SEYYİD KUTUP'UN KİTAPLARINI YAYINLAYANLAR NEDEN ONU SAVUNMAZ?

Seyyid Kutup'un şehadetinin yıl dönümünde onunla ilgili bir yazı yazdım. Sen misin bunu yazan? Emin olun insanlar Seyyid'i anlamak yerine sadece eleştirdiler. Bir kafir demedikleri kaldı.

Tefsiriyle ilgili birçok iddialarda bulundular.

İşin ilginç yanı eleştirilen bazı düşünceler tefsirin Arapça orjinalinde yok tercüme veya dizgi hatalarından kaynaklanmaktadır.

Ya da kendi içinde bir savunması olabiliyor. Sonuçta bütün tefsirler fıkhi tefsir olacak diye bir kural yok.

Diğer alimlerin tefsirinde de bir çok yanlışlar var. Örneğin İbrahim Hakkı Bursevi'nin tefsirinde Kürtlerle ilgili olumsuz birçok sözler var.

BÜTÜN BUNLARA YİNE KIZMIYORUM.

Kızdığım, Seyyid Kutup'un sırtından köşe olanlar, para kazananların sesinin çıkmaması. Onun kitabını çevirenler, yayınlayanlar oturup bu iddiaları cevaplamak veya çürütmek adına kaleme sarılmamalarıdır.Onun kitabının peynir ekmek gibi satıldığı dönemlerde servetlerini artırırken şimdi tü kaka olduğu dönemde onu savunma cesaretini göstermezler.

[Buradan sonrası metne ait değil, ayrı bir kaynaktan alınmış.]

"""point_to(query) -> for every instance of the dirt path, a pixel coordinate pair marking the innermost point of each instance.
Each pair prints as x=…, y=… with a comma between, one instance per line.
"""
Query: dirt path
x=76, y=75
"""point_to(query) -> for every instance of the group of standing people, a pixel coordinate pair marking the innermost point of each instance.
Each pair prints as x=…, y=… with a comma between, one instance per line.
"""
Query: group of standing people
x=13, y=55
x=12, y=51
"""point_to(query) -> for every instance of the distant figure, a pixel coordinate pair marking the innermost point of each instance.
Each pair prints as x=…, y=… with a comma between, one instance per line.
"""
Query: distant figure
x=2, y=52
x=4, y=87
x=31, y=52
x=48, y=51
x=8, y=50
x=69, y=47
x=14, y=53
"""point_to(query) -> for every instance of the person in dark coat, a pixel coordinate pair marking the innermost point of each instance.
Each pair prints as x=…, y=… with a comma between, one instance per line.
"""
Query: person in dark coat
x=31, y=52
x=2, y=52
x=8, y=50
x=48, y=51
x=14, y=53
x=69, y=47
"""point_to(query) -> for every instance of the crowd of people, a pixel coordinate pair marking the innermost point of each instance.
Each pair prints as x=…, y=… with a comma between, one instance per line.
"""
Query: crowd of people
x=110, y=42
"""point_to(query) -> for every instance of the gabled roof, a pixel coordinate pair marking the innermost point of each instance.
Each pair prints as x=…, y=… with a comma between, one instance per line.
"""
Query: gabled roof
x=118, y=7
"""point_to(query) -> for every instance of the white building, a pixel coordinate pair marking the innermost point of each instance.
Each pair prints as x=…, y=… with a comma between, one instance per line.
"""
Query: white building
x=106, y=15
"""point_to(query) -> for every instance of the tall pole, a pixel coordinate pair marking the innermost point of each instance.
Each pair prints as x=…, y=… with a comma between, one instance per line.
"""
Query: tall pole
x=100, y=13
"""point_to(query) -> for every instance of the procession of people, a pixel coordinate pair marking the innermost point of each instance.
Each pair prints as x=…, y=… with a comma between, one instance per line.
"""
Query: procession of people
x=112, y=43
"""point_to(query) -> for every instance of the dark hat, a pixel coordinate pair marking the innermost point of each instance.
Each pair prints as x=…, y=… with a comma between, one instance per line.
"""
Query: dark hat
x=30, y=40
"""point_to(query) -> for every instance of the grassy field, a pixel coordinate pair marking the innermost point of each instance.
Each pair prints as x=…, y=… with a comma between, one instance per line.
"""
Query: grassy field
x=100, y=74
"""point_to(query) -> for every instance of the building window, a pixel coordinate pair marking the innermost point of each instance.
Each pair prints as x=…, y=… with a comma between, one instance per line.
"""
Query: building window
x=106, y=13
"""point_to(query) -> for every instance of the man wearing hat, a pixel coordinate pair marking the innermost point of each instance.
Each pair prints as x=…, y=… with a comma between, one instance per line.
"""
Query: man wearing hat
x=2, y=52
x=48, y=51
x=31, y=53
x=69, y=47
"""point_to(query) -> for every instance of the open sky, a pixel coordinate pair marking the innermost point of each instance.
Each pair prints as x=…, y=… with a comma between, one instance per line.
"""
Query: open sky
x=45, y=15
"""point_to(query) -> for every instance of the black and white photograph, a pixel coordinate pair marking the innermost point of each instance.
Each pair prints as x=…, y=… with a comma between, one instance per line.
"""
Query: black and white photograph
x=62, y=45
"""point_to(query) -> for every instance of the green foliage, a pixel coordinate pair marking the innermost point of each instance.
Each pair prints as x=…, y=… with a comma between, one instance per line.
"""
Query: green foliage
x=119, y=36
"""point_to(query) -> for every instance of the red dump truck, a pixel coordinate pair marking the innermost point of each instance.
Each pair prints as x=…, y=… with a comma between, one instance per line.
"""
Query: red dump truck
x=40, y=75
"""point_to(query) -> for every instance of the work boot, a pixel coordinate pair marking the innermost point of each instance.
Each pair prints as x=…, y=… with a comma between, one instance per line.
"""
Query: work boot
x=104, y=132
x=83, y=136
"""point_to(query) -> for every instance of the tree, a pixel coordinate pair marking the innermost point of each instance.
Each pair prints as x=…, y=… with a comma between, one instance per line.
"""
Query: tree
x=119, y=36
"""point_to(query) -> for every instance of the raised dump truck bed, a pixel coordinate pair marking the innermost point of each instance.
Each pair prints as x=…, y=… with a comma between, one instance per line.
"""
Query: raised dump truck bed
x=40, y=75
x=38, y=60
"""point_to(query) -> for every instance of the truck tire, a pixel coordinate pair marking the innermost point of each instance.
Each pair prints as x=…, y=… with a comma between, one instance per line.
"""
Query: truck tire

Üstelik onun sırtından para kazananlar öyle sıradan yazarlar veya mütercimler değiller, Türkiye’nin tanınmış ilim adamlarıdır. Söyleyecekleri şeyler birçok zihindeki bulanıklığı sona erdirecektir. Ama Allah için onu savunan bir kelime etmemişlerdir. Üstelik kendi tercüme hatalarından kaynaklanan ithamlara maruz kalırken bile oturup bir düzeltme yazmamışlardır.

Bu vefa ve kadirşinaslık değildir.

Bu tercüm ettiğin adama saygısızlıktır.

Eğer onu tercüme etmişsen görüşlerine katılıyorsun demektir.

Yok eğer görüşlerine katılmıyorsan neden tercüme edersin.

O zaman ben de para için tercüme ettiğini düşünürüm.

HAYDI SEYYİD KUTUP'UN SIRTINDAN ZENGİN OLAN YAZARLAR-MÜTERCİMLER VE YAYINEVLERİ

Elinize kağıt kalem alın ve bir savunma yazın...

Yoksa bizim sizin hakkınızdaki kanaatlerimiz değişecek. Size haklarımızı helal etmeyeceğiz.

Not: Aynı eleştiriyi diğer yazarlar için de yapabilir. Örneğin Mevdudi'nin sırtından epey insan zengin oldu. Neden sesleri çıkmaz... Bunun gibi başka yazarlar için de söyleyebiliriz. Ya inandığınız insanların eserlerini çevirin ve yayınlayın ve sonuna kadar arkasında durun, ya da yayınlamayın.